Vicar admits middle-classes are fiddling church school places

[from: National Secular Society]

Vicar admits middle-classes are fiddling church school places

A vicar in Finsbury Park, London, has criticised middle-class parents who “play the system” in order to get their children places in church schools when they aren’t really Christian.

The Reverend Stephen Coles of St Thomas the Apostle Church says that the mushrooming demand for places in well-performing Catholic and Church of England Schools is sidelining vulnerable and disadvantaged children. Mr Coles told the Islington Tribune that parents are buying “improbable amounts of raffle tickets” and serving on the parish council in an effort to “outchurch” one another to gain favour with admission boards.

He told the paper: The church should be serving those people from tricky backgrounds who need help. But there is a higher percentage of middle-class white children than is reflective of the congregations in Islington. Christians are not being educated alongside their neighbours and this makes the children in these schools deprived. One parent told me that in her child’s non-church school ‘Christian’ has become a term of abuse.”

Mr Cole’s church is one of three linked to St John’s Highbury Vale Church of England Primary School. Ofsted praised it for its “uniformly high standards”. The School’s admission policies demand that the parents must live within the parish and attend church once a fortnight for at least a year prior to applying for a school place.

Mr Coles told the Islington Tribune: “Parents do know how to operate the system now. I had a couple who failed on the 12-month rule and they stopped going as soon as they didn’t get in. I get very sheepish ‘hellos’ when I see them in the street. I think if people are coming for calculating reasons I’ll tease them – God has a greater sense of humour than anybody else.”

Leaving aside the cleric’s cringe-making remarks, his observations were reinforced by a letter in the following week’s Tribune from a parent who had tried to play the system. His (anonymous) letter said:

“Having read Rev Stephen Coles’ comments in your newspaper, I feel compelled to confess my sins. I am white and middle-class, and after a lifetime of debauchery and self-indulgence I rediscovered my faith at around the time my eldest child reached the age of three. What made our situation rather unusual was that my wife is an Asian Muslim, and my children have Muslim names.

“When we started to go to church, we were warmly received. The church was packed with young families, and we soon made many good friends there. At the same time, I felt slightly ill-at-ease, as if we were there under false pretences. We would take our children to the crèche, and make sure their names were recorded in the register. My personal epiphany came on a summer’s morning during the holiday period. There was no crèche, no register and the church was virtually empty.

“Therefore, to some extent, I am in agreement with Rev Coles. However, the simple truth is that we parents are simply playing by the rules that have been laid down for us. If the churches want their schools to be more diverse, they should amend their criteria to allow this to happen.
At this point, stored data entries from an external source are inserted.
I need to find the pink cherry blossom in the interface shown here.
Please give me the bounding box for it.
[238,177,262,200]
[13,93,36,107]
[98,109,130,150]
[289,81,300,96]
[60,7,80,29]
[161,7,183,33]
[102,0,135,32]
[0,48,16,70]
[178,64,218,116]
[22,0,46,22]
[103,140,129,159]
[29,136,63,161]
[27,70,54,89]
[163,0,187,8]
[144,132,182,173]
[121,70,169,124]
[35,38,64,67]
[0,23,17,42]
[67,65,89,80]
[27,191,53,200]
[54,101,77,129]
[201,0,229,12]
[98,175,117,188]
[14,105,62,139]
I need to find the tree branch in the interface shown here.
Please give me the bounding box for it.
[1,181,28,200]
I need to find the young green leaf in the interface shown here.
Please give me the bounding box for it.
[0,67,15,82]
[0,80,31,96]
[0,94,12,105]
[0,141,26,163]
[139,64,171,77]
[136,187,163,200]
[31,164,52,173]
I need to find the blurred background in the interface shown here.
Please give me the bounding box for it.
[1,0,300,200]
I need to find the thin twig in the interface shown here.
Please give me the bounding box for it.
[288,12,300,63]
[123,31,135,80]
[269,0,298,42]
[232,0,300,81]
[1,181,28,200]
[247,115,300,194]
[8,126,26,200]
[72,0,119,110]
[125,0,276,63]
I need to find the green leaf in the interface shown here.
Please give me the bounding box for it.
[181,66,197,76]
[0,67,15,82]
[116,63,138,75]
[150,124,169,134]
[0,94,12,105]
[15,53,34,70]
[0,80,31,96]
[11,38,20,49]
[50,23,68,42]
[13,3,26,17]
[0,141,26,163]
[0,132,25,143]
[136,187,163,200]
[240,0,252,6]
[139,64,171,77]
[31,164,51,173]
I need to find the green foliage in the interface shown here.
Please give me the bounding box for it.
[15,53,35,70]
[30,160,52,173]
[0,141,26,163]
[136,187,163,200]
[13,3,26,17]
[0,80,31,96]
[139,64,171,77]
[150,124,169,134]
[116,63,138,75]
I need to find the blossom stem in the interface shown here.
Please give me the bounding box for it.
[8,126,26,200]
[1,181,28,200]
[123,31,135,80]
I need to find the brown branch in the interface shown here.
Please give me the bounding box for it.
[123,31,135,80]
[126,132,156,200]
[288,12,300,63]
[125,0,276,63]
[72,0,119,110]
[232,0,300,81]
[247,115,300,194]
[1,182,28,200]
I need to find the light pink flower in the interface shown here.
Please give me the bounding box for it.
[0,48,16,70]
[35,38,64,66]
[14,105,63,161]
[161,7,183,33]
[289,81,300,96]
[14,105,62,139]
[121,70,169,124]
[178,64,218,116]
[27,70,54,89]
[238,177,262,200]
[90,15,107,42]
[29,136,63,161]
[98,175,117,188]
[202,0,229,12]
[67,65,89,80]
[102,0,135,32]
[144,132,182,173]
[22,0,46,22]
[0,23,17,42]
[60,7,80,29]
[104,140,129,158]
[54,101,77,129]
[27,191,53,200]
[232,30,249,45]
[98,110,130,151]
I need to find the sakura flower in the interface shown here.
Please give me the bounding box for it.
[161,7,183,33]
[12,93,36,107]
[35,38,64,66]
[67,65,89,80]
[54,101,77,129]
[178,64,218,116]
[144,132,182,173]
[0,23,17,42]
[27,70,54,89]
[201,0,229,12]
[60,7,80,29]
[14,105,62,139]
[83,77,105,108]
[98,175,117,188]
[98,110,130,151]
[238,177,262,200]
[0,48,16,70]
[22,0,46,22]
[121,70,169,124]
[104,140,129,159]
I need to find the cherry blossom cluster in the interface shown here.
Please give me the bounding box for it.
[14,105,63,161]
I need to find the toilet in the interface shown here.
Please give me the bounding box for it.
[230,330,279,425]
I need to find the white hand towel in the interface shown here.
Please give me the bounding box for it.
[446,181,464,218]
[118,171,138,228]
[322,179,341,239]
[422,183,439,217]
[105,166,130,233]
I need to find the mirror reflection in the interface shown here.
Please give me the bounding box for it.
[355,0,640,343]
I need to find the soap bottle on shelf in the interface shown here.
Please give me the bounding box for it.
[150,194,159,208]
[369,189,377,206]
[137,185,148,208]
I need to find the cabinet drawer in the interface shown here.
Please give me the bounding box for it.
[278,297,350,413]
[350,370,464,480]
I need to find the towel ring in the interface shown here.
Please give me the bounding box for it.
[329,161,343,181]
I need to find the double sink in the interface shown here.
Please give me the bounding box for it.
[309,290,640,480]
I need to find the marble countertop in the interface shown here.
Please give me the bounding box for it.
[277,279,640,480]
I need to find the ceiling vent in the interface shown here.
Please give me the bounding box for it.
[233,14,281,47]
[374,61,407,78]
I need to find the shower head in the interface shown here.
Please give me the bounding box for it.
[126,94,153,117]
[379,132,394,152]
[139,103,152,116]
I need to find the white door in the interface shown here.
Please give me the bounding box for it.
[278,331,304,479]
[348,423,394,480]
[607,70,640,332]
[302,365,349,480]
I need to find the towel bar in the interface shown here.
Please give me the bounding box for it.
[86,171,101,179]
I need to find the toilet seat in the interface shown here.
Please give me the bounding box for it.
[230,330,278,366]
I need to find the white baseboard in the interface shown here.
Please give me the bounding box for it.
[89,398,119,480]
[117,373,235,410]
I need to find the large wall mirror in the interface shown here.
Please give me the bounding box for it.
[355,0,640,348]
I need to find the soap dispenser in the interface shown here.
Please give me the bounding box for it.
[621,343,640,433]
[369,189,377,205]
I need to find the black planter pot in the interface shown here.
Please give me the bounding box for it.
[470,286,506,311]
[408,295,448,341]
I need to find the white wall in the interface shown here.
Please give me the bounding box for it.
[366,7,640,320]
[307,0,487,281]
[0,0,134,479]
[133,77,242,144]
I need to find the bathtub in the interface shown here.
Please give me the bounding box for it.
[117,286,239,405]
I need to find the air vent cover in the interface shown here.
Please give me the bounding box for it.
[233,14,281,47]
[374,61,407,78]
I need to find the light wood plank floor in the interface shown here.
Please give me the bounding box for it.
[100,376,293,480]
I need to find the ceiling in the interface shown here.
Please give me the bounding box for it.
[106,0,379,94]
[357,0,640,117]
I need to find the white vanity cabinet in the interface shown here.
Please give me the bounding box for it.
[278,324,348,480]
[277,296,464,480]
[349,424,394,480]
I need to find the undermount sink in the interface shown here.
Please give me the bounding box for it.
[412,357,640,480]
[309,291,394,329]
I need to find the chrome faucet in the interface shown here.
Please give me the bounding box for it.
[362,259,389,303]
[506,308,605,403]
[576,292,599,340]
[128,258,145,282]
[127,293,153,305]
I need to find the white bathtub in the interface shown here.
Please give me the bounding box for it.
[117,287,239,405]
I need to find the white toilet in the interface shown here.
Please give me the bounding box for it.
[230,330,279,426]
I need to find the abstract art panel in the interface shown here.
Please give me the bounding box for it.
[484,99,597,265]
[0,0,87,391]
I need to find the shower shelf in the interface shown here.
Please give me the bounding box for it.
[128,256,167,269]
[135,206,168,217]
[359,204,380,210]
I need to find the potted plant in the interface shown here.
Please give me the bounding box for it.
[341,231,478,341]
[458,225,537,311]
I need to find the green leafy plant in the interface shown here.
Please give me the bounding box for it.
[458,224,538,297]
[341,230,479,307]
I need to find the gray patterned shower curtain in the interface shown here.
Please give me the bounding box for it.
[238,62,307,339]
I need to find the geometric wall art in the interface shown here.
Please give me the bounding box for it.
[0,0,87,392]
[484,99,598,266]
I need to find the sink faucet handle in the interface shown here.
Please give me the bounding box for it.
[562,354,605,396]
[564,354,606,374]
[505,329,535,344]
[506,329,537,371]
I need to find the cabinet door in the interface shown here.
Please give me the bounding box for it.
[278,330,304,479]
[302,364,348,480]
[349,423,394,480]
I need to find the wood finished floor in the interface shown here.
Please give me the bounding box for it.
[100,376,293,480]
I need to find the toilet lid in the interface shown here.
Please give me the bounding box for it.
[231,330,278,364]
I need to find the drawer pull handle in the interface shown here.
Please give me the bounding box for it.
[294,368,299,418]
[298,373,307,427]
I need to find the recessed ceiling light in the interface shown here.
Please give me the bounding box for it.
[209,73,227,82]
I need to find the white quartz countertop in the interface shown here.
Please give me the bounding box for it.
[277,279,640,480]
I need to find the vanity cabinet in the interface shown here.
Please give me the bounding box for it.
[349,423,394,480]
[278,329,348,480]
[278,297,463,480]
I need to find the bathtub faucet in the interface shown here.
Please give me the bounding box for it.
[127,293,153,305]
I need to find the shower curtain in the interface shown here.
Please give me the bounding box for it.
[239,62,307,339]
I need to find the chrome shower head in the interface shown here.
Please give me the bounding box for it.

“What is more, the local churches are equally complicit. They hold up the promise of a coveted school place; and in return we bolster their dwindling congregations. In the absence of these children I doubt the combined congregations of the three CofE feeder churches could fill one small church hall. Bums on seats increase funding from the diocese, and it would be disingenuous of the Rev Coles to suggest that he does not benefit from this tacit arrangement.

“While I can only speak of St John’s, there does seem to me to be another more serious problem, The school, inevitably perhaps, is so full of white, middle-class children that it struggles to cope with anyone who does not fit into this category. Our own son was so unhappy that we eventually withdrew him. Divine retribution, perhaps, but at least he is now flourishing in a school that welcomes and embraces his ethnicity. Any school should be capable of fostering uniqueness that is within every child, regardless of their class or colour.

“Before criticising the parents Rev Coles should perhaps ask himself why so many non-white and underprivileged children feel so alienated in church schools.”